Pug looked at his son and the Warlock, and said, ‘I am Richard, a historian from the Royal Court of Rillanon. I have lived there for years.’ Pug had spent enough time in the capital city over the last hundred years to easily describe most of the famous aspects of the ‘Jewelled City,’ and its recent politics had occupied all discussion between the four of them as they sailed from Krondor to Queg.

 

‘I am his first student, Martin,’ said Magnus. ‘I have recently come to the capital and am still finding my way around.’ Unlike his father, Magnus had spent relatively little time in Rillanon, so the identity chosen for him would serve that fact. ‘I originally came from Yabon.’ He knew that area very well.

 

Both father and son looked at Amirantha who said, ‘I am Amirantha, a scholar from the distant city of Maharta. I have a royal patent from the Maharaja of Muboya, courtesy of General Kaspar, First Minister to the Maharaja, commissioning me to learn all I can about the nations of Triagia, and I am collecting histories toward that end.’

 

‘Try to look a little more enthusiastic about it,’ said Jim.

 

‘Shouldn’t we get up on deck?’ asked Magnus.

 

Jim smiled. ‘Quegan protocol dictates we keep them waiting for at least another five minutes, ten would be better. Quegans are an odd people: they favour self-aggrandizement, to the point that they consider even the Imperial Keshian Court “degenerate,” and see themselves as the true inheritors of all things magnificent and imperial.
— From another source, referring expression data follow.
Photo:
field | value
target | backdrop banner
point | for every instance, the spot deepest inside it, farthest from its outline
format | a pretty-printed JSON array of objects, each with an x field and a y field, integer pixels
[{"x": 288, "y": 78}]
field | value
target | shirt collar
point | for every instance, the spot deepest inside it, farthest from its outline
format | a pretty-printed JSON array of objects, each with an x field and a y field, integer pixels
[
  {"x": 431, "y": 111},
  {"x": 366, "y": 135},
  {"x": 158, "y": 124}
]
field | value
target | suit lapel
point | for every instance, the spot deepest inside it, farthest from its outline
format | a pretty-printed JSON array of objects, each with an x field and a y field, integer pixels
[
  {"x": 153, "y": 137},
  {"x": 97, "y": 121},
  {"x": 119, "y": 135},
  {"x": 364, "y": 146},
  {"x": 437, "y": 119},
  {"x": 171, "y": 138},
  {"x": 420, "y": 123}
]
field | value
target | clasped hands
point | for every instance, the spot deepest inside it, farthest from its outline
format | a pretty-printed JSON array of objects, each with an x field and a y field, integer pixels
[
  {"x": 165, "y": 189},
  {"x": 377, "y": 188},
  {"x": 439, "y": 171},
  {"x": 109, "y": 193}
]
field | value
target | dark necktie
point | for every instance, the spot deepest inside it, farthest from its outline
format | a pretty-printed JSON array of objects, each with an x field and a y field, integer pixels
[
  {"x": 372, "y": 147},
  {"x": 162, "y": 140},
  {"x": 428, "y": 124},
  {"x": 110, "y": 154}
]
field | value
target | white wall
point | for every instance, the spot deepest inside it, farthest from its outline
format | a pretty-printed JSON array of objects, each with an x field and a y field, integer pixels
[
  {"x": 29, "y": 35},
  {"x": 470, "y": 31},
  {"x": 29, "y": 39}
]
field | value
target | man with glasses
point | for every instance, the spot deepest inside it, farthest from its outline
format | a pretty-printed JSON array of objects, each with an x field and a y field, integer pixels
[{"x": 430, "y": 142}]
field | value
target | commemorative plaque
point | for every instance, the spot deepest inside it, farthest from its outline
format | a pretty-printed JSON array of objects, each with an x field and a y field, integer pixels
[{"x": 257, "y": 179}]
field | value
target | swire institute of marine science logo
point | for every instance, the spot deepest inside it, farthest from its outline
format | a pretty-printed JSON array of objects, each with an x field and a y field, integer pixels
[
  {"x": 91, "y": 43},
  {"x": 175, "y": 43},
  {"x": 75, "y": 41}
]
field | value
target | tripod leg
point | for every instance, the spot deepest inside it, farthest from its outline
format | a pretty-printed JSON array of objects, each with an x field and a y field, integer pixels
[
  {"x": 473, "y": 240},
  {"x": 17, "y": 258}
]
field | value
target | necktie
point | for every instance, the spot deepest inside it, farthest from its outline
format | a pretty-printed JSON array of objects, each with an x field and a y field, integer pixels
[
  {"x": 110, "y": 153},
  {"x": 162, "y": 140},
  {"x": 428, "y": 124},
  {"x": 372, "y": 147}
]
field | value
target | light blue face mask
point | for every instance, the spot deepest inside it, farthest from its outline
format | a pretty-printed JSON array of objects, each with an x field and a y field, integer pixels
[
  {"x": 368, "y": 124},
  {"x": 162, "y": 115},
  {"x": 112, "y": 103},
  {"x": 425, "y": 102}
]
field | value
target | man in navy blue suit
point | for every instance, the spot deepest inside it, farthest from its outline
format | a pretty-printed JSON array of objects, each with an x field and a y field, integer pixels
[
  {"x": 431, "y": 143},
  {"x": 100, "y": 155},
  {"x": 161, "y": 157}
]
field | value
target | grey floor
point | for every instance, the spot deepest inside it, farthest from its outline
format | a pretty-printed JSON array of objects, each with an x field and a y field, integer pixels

They would seem silly if it wasn’t for that irritatingly large navy they insist on sailing all over the Bitter Sea. That earns them a great deal of respect they otherwise wouldn’t enjoy. Their position as something of a balance-shifter here in the west keeps them more or less at peace with their neighbours, but should the cause arise that unites the Free Cities, Kesh, and the Kingdom, we’d happily obliterate this island.’ He said the last with a cheerful expression.

 

‘But then you’d have another war over who got to keep the island,’ said Amirantha with a wry expression.

 

‘Oh, I’d be happy to let Pug and some of his compatriots just sink it.’ He looked at the magician. ‘You could manage that, couldn’t you?’